Altered PGE2-EP2 is associated with an excessive immune response in HBV-related acute-on-chronic liver failure

In total, 323 subjects were recruited from outpatients or inpatients of the First Affiliated Hospital of Zhejiang University between October 2016 and December 2017. These subjects were divided into four groups: (i) HB-ACLF: 135 CHB patients with ACLF diagnosed by the criteria of the Asian-Pacific Association for the Study of the Liver (APASL)—i.e., “acute hepatic insult manifesting as jaundice (≥ 5 mg/dL) and coagulopathy, complicated within 4 weeks by ascites and/or encephalopathy in a patient with previously diagnosed or undiagnosed chronic liver disease.” [11]; (ii) acute decompensated cirrhosis (AD): 30 AD patients were characterized by cirrhosis complicated with ascites, hepatic encephalopathy and upper gastrointestinal bleeding. Cirrhosis was defined by previous endoscopy, liver biopsy, radiological evidence, or clinical manifestation of liver decompensation. (iii) chronic hepatitis B (CHB): 128 age-/sex-matched patients with stable chronic hepatitis B were included. Chronic hepatitis B was diagnosed by serum HBsAg positive for more than six months together with histology or imaging or laboratorial or clinical evidence of cirrhosis or liver fibrosis or long-term liver inflammation; (iv) healthy controls (HC): 180 age-/sex-matched healthy subjects were used as controls. Multi-organ failure was diagnosed with two or more extrahepatic organ failures happen according to the chronic liver failure sequential organ failure assessment (SOFA) score. Exclusion criterions were as follows: age younger than 18 years, human immunodeficiency virus infection, pregnancy, immunotherapy, cancer, and a history of autoimmune diseases. Written consent was obtained from each subject or their nominated next of kin if the participants could not provide informed consent. This study was performed according to the principles of the Helsinki Declaration and was approved by the Ethic Committee of the First Affiliated Hospital of Zhejiang University. The baseline characteristics of the patients are shown in (Additional file 1: Table S1). The model for end-stage liver disease (MELD) score and CLIF-consortium organ failure (CLIF-C) score were calculated to assess the severity of the disease.

CD3-percp-cy5.5 (Catalogue #45-0036-42), CD8-APC (Catalogue #17-0086-42), CD8-FITC (Catalogue #11-0086-42), CD14-APC (Catalogue #17-0149-42), CD56-FITC (Catalogue #4278380), CD16-PerCP-eFluor™710 (Catalogue #46-0168-42), CD11b-PerCP-eFluor™710 (Catalogue #46-0110-80), IFN-γ-PE (Catalogue #12-7319-42), TLR2-FITC (Catalogue #11-9922-41) and Mouse IgG1-PE (Catalogue #12-4714-81) were all bought from eBioscience.
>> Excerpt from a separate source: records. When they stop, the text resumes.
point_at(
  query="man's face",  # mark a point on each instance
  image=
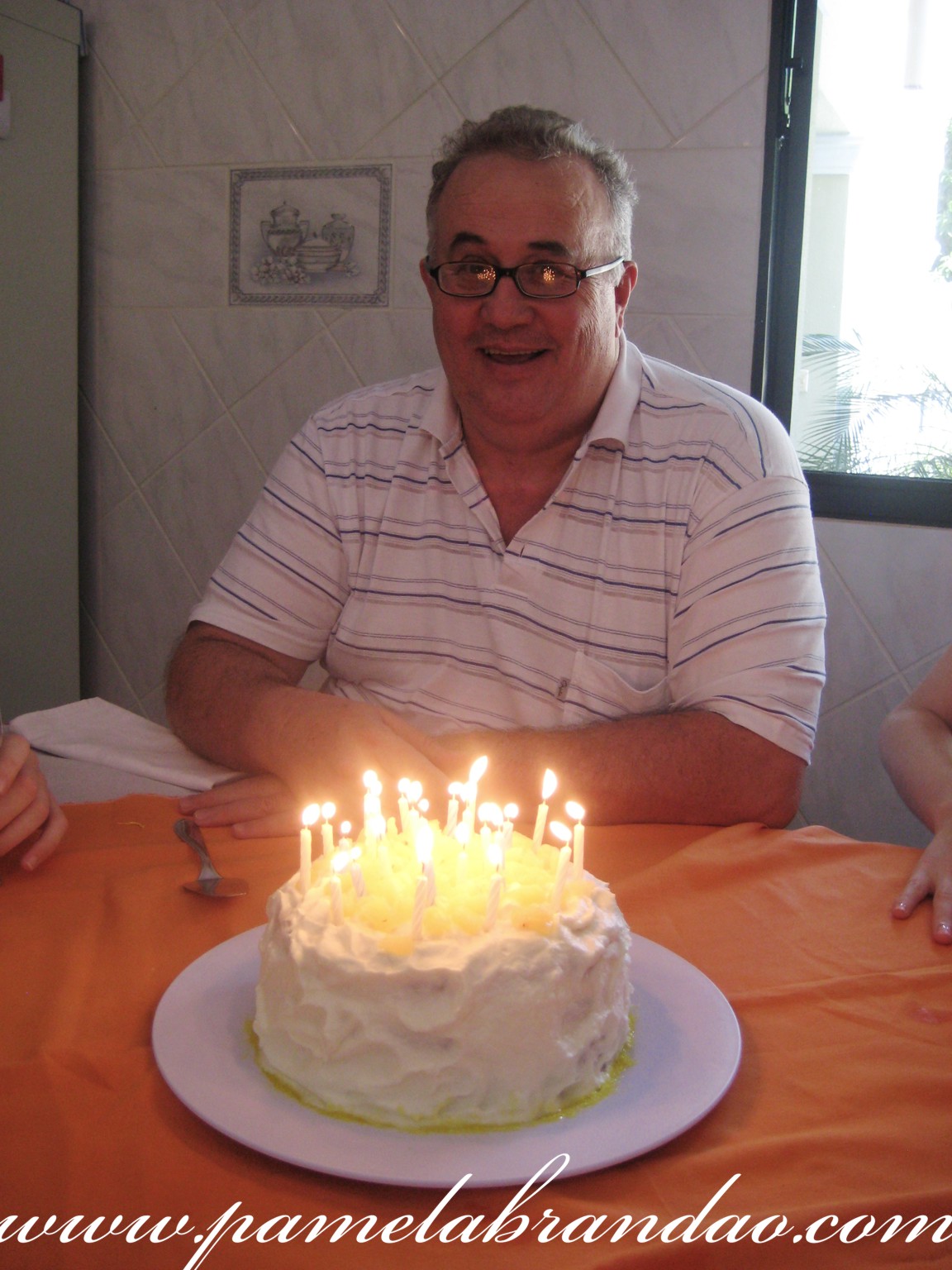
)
(527, 374)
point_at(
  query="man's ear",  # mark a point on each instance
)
(623, 289)
(429, 284)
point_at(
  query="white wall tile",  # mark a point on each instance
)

HLA-DR-PE (Catalogue #555812), IL-10-APC (Catalogue #554707), CXCR3-APC (Catalogue #550967) and IFN-γ-FITC (Catalogue #561053), Rat IgG2a-APC (Catalogue #554690) and mouse IgG-APC (Catalogue #5065947) were purchased from BD Biosciences. CD16-FITC (Catalogue #302006), HLA-DR-APC (Catalogue #307609), CD3-FITC (Catalogue #317306) and TLR4-APC (Catalogue #312815) were purchased from Biolegend. EP2-PE (Catalogue #10477) and Rabbit IgG-PE (Catalogue D5-1610) were purchased from Cayman Chemical.

Whole-blood samples were collected within 24 h after admission. After centrifugation, the plasma was collected and stored immediately at − 80 °C. Peripheral blood mononuclear cells (PBMCs) were isolated using Ficoll-Hypaque density gradient centrifugation (GE healthcare, Pittsburgh, USA).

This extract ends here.